While all this makes for a satisfying comedy with a gently satiric edge, it shouldn’t obscure Stillman’s fuller intention, which he more than hints at with a scene in which we find ourselves attending a class nicknamed Flit-Lit.  This is a course devoted to the role the dandy tradition has played in English letters.  A pompous professor is holding forth on Ronald Firbank’s influence on Evelyn Waugh.  Firbank, he opines, was not sufficiently serious about his unseriousness—implying, I gathered, that Waugh was, which is indeed the case.  It’s also the case for this film.  At my first viewing, I arrived late and missed the first 20 minutes.  I came away thinking the movie was delightful but no more nourishing than a lemon soufflé.  When, in deference to my exalted calling, I saw it a second time to make up for my original delinquency, I recognized more clearly Stillman’s serious purpose beneath his surface charm.  As Alexander Pope did in The Rape of the Lock, Stillman is calling upon us to attend to the genuine purpose of romance and its various exaggerated tribulations, a purpose so obvious that it’s easily ignored.  Being the film’s rational voice, Violet brings it to light.

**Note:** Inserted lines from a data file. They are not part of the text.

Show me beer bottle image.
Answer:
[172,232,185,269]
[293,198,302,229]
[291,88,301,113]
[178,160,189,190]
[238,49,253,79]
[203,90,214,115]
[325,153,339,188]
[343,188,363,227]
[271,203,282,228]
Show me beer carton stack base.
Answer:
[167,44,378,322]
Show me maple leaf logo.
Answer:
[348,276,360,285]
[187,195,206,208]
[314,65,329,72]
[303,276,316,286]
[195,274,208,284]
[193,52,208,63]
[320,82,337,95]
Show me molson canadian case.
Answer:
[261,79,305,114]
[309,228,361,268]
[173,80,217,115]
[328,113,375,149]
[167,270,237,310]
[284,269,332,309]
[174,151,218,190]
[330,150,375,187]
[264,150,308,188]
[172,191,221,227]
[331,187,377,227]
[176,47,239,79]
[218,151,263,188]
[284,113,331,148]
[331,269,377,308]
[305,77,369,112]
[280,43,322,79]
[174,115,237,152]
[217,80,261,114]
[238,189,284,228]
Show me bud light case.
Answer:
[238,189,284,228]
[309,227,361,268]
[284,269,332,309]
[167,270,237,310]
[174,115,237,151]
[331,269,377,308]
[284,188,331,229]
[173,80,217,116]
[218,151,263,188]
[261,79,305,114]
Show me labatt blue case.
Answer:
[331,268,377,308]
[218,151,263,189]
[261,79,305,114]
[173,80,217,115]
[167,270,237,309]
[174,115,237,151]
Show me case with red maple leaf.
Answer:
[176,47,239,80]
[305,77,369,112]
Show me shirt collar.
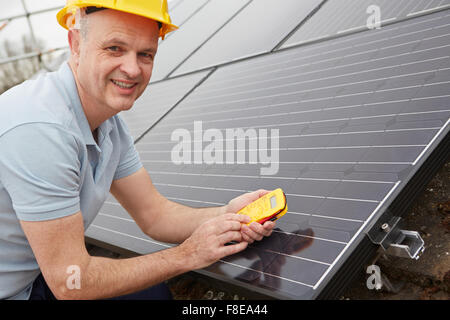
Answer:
[57,61,112,151]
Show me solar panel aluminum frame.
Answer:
[317,124,450,299]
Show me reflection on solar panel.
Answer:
[284,0,450,47]
[120,72,212,141]
[87,10,450,299]
[174,0,322,75]
[152,0,250,81]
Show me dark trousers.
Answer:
[30,274,173,300]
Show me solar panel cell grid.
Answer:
[283,0,450,47]
[88,11,450,299]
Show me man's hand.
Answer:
[226,189,275,243]
[179,213,250,270]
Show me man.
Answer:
[0,0,275,299]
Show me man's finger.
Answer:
[218,231,242,244]
[217,220,242,234]
[242,222,263,241]
[219,241,248,257]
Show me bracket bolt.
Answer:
[381,223,391,233]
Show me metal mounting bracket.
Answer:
[367,214,425,260]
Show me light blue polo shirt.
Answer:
[0,63,142,299]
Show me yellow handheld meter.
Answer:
[238,188,287,224]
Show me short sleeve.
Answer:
[113,115,142,180]
[0,123,81,221]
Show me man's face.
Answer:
[74,10,159,114]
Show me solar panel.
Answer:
[120,71,212,141]
[174,0,322,75]
[152,0,250,81]
[169,0,210,27]
[87,10,450,299]
[284,0,450,47]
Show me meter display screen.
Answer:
[270,196,277,209]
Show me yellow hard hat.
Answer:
[56,0,178,39]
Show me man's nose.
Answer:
[120,52,141,79]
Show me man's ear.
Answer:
[68,29,81,65]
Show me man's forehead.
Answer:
[85,9,159,30]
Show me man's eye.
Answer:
[139,52,153,59]
[107,46,120,52]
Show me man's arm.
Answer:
[111,168,275,243]
[20,212,248,299]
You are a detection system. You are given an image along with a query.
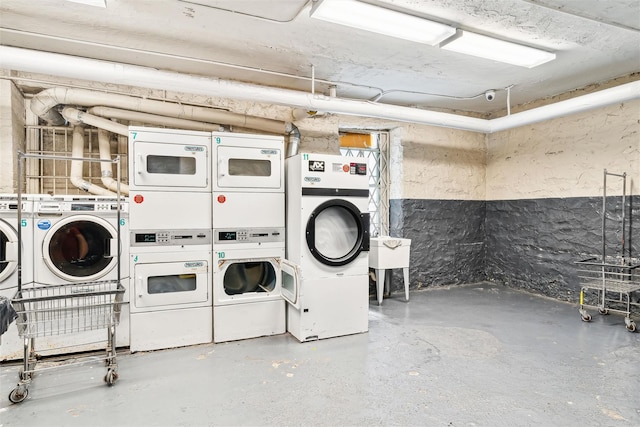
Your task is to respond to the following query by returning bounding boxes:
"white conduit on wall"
[0,46,640,133]
[98,129,129,196]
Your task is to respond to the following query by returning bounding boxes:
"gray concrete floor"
[0,284,640,426]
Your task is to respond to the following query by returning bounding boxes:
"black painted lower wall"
[390,196,640,301]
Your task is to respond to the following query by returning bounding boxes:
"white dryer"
[212,132,296,342]
[0,194,33,361]
[213,228,299,343]
[33,195,129,355]
[286,154,369,342]
[129,126,211,234]
[129,229,213,352]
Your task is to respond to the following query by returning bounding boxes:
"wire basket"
[576,257,640,293]
[11,281,125,338]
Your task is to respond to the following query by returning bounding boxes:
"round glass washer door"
[306,199,369,266]
[0,221,18,285]
[42,215,117,282]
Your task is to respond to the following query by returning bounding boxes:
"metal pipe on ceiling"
[0,46,640,133]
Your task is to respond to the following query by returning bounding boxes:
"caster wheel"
[104,369,118,386]
[9,387,29,403]
[18,368,33,381]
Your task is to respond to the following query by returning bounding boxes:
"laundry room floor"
[0,283,640,427]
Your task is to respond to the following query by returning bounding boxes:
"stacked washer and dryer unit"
[129,127,213,352]
[212,132,298,342]
[286,154,369,342]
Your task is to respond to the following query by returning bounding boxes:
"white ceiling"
[0,0,640,113]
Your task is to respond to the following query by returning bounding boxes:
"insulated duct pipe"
[87,106,221,132]
[60,107,129,196]
[28,86,286,134]
[69,125,116,196]
[0,46,640,133]
[60,107,129,137]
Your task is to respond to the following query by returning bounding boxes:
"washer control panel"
[130,230,211,247]
[213,228,284,243]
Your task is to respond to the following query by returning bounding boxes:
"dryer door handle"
[136,154,144,175]
[135,277,142,299]
[104,239,120,258]
[2,240,18,262]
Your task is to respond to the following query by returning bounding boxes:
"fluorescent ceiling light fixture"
[440,30,556,68]
[67,0,107,8]
[309,0,456,46]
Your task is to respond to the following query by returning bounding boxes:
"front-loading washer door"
[42,215,118,282]
[306,199,369,267]
[0,220,18,286]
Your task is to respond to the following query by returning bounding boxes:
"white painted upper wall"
[0,73,640,200]
[486,101,640,200]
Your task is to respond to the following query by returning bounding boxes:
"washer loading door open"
[306,199,369,267]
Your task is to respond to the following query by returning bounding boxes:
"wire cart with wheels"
[9,152,125,403]
[576,169,640,332]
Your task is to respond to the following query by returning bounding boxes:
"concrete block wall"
[0,72,640,300]
[485,101,640,301]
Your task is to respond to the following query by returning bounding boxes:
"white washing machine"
[0,194,33,361]
[212,132,296,342]
[286,154,369,342]
[129,229,213,352]
[33,195,129,355]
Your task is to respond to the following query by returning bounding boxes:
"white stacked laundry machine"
[129,127,213,352]
[212,133,297,342]
[286,154,369,342]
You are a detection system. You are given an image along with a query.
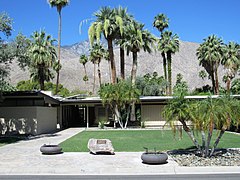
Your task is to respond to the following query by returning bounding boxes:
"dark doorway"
[62,105,87,128]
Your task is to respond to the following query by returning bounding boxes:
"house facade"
[0,91,229,135]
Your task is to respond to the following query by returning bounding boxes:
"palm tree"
[162,93,200,150]
[28,31,57,90]
[79,54,88,83]
[153,14,169,34]
[114,6,133,79]
[48,0,69,94]
[197,35,223,94]
[153,14,169,85]
[221,42,240,93]
[160,31,179,95]
[123,21,155,121]
[191,96,240,157]
[90,43,107,92]
[88,7,123,84]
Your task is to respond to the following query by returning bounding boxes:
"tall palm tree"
[48,0,69,94]
[221,42,240,93]
[153,14,169,83]
[28,31,57,90]
[88,7,123,84]
[114,6,133,79]
[90,43,107,90]
[153,14,169,34]
[197,35,223,94]
[123,21,155,121]
[79,54,88,83]
[159,31,179,95]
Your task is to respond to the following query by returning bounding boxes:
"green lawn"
[60,130,240,152]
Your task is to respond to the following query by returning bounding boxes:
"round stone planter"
[40,144,62,155]
[141,152,168,164]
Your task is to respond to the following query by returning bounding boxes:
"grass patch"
[60,130,240,152]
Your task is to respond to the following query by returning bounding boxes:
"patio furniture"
[88,138,114,155]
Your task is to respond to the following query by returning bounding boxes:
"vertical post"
[86,105,89,129]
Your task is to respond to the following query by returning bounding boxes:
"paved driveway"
[0,128,240,175]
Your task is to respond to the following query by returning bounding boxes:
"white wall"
[0,107,57,135]
[37,107,57,134]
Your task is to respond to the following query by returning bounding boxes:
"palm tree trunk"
[201,130,206,156]
[214,68,219,95]
[55,10,62,94]
[179,120,201,151]
[38,65,44,90]
[98,61,102,86]
[205,121,214,157]
[83,64,87,84]
[108,61,112,83]
[209,128,226,157]
[131,52,137,86]
[167,51,172,95]
[161,52,167,94]
[161,52,167,80]
[93,63,96,94]
[120,46,125,79]
[107,38,117,84]
[211,71,216,94]
[227,77,231,94]
[130,52,137,121]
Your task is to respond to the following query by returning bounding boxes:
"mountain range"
[10,41,225,91]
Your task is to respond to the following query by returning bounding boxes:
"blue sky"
[0,0,240,45]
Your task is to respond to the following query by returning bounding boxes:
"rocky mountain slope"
[11,41,227,93]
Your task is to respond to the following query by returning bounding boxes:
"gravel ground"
[168,149,240,167]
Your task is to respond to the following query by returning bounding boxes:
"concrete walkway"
[0,128,240,175]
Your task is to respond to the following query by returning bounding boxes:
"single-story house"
[0,91,236,135]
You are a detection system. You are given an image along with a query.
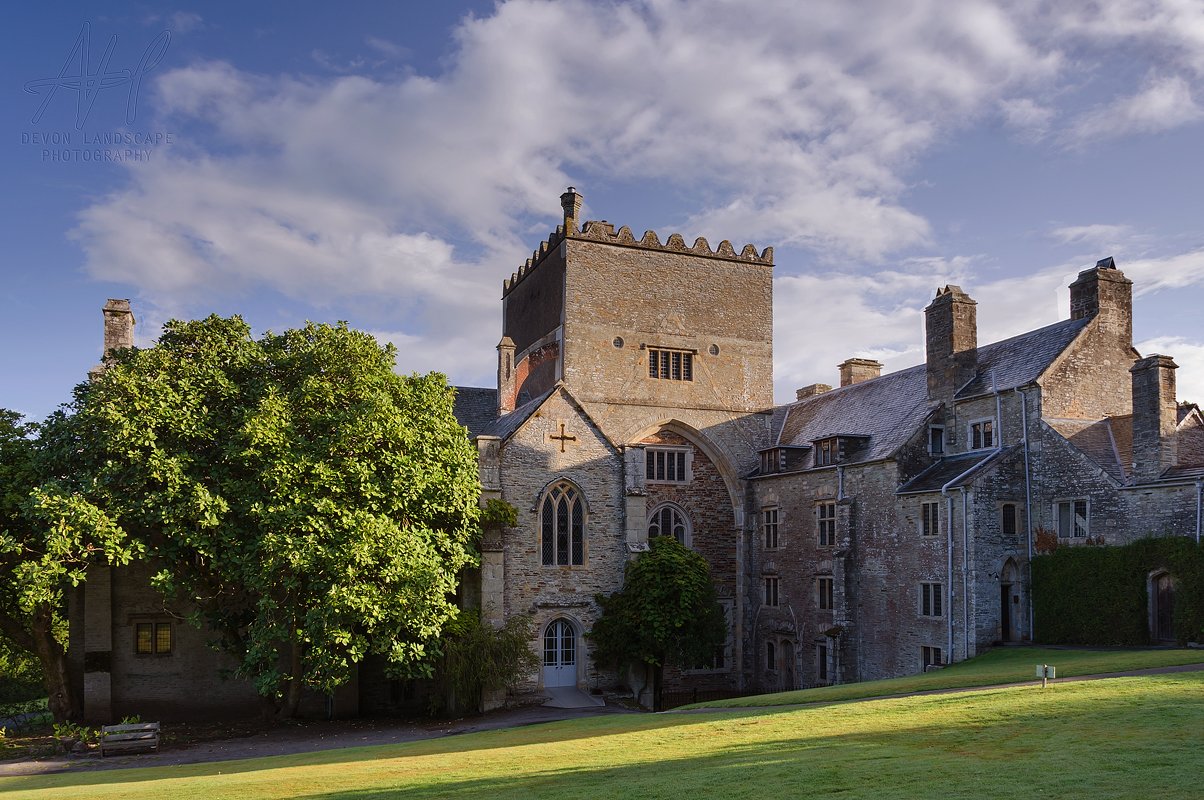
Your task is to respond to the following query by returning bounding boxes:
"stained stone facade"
[72,196,1204,717]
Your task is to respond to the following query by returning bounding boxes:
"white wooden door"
[543,619,577,688]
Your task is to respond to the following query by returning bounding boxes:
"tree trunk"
[30,607,83,722]
[279,637,305,719]
[653,664,665,711]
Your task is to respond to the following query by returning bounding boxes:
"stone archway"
[999,558,1021,643]
[1146,570,1178,645]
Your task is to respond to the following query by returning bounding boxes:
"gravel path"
[0,664,1204,778]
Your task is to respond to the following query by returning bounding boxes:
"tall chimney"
[839,358,883,386]
[923,286,978,404]
[104,300,134,357]
[1129,354,1179,481]
[795,383,832,400]
[88,299,135,380]
[497,336,515,417]
[1070,255,1133,345]
[560,187,585,236]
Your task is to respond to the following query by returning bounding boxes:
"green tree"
[589,536,727,708]
[76,316,479,717]
[0,410,141,722]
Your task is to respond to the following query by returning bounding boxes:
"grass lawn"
[684,647,1204,708]
[0,672,1204,800]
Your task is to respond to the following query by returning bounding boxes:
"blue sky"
[7,0,1204,419]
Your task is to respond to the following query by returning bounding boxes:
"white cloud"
[1067,76,1204,145]
[76,0,1204,386]
[1050,223,1133,247]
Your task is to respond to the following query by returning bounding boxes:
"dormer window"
[928,425,945,455]
[969,419,995,449]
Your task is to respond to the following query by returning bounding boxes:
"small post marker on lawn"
[1037,664,1057,689]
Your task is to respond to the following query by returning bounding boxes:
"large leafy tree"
[589,536,727,707]
[0,410,141,722]
[75,317,479,716]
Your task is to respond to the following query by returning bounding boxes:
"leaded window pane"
[543,496,556,566]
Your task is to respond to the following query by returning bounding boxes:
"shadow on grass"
[288,681,1204,800]
[0,673,1204,800]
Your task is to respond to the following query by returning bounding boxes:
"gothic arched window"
[539,481,585,566]
[648,502,690,547]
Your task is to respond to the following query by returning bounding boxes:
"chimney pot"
[839,358,883,387]
[795,383,832,400]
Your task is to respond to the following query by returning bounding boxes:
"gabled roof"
[1045,414,1133,483]
[957,317,1091,399]
[476,388,556,439]
[898,446,1015,494]
[452,386,497,439]
[778,364,928,463]
[778,318,1091,469]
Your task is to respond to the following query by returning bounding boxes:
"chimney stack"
[839,358,883,386]
[923,286,978,404]
[1070,255,1133,345]
[497,336,515,417]
[1129,354,1179,481]
[560,187,585,236]
[795,383,832,400]
[88,299,135,380]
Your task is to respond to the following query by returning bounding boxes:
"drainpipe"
[1016,387,1035,642]
[1196,478,1204,545]
[958,487,970,659]
[991,370,1003,448]
[940,487,954,663]
[940,461,981,663]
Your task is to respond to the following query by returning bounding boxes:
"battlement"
[502,193,773,298]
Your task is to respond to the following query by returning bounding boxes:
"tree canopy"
[589,536,727,692]
[56,316,479,716]
[0,410,141,720]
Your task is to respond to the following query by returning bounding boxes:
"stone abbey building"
[71,188,1204,718]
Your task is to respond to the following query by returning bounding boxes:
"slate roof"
[898,448,1013,494]
[452,386,497,439]
[957,318,1091,399]
[778,364,928,463]
[778,319,1091,469]
[474,388,556,439]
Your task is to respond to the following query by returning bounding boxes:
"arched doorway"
[999,558,1020,642]
[543,619,577,688]
[1150,572,1175,645]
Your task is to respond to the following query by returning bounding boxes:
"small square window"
[920,502,940,536]
[1054,499,1090,539]
[648,347,694,381]
[134,622,172,655]
[920,583,944,617]
[815,576,834,611]
[765,577,778,607]
[644,447,690,483]
[999,502,1020,536]
[970,419,995,449]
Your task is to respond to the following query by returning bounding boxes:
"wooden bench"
[100,722,159,758]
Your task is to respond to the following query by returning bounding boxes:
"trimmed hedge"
[1033,536,1204,647]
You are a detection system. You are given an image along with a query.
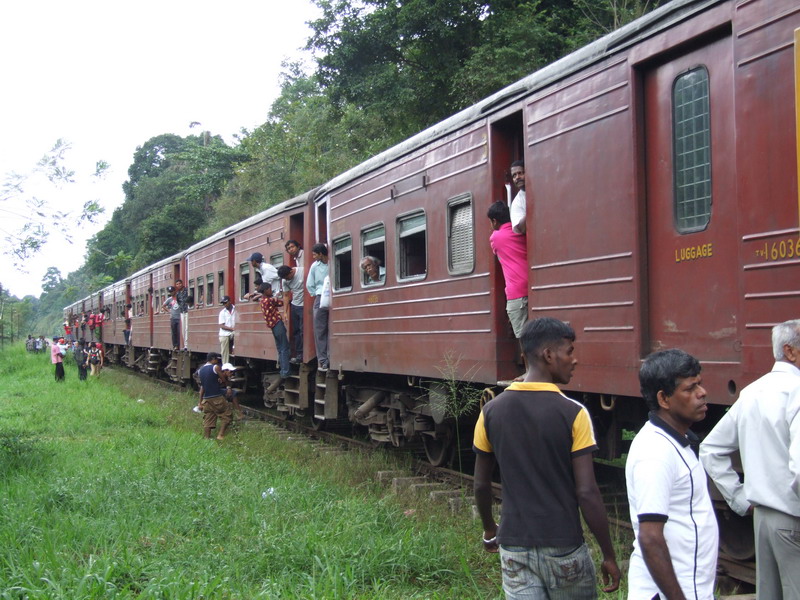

However foolish she can be, Violet nevertheless has the wisdom that comes with the long view.  Like Clarissa in The Rape of the Lock, she knows perfectly well what romance is for.  When Rose (a marvelously acerbic Megalyn Echikunwoke) denounces a young man as “a playboy or operator” for having bought their friends drinks at a local bar, Violet disagrees.  She prefers to see his purchase as a generous gesture.  And what if he did have ulterior motives?  Shouldn’t he be exercising the masculine imperative?  After all, isn’t it incumbent upon men and women to engage in such flirtation?  They must be about the business of begetting the next generation, mustn’t they?  The girls look at her in quiet surprise.  It’s not every day that one of their peers pronounces something so startlingly obvious, not to mention so flouting of the au courant feminist ideology.  Sad to say, Violet’s wisdom will likely never be uttered in any other movie set on a college campus.  Not soon, anyway.

Like Violet, Pope’s Clarissa counseled her female friends to put both the joys and contretemps that mark the relations between women and men into perspective.  However charming romance and its intrigues, they’re only means, not ends in themselves, for the very good reason that time is always at our heels.  Here’s how Clarissa puts it:

Since, alas! frail Beauty must decay,

Curl’d or uncurl’d, since Locks will turn to grey,

Since paint’d, or not paint’d, all shall fade,

And she who scorns a Man, must die a Maid;

What then remains, but well our Pow’r to use,

And keep good Humour still whate’er we lose?

This is simple sanity.  I find it cause for joy to see it so charmingly revived by Stillman and his lovely girls and yearning boys.  Violet and Clarissa are right.  It’s women’s duty to civilize the male of the species so that they can sing with Astaire that things are looking up.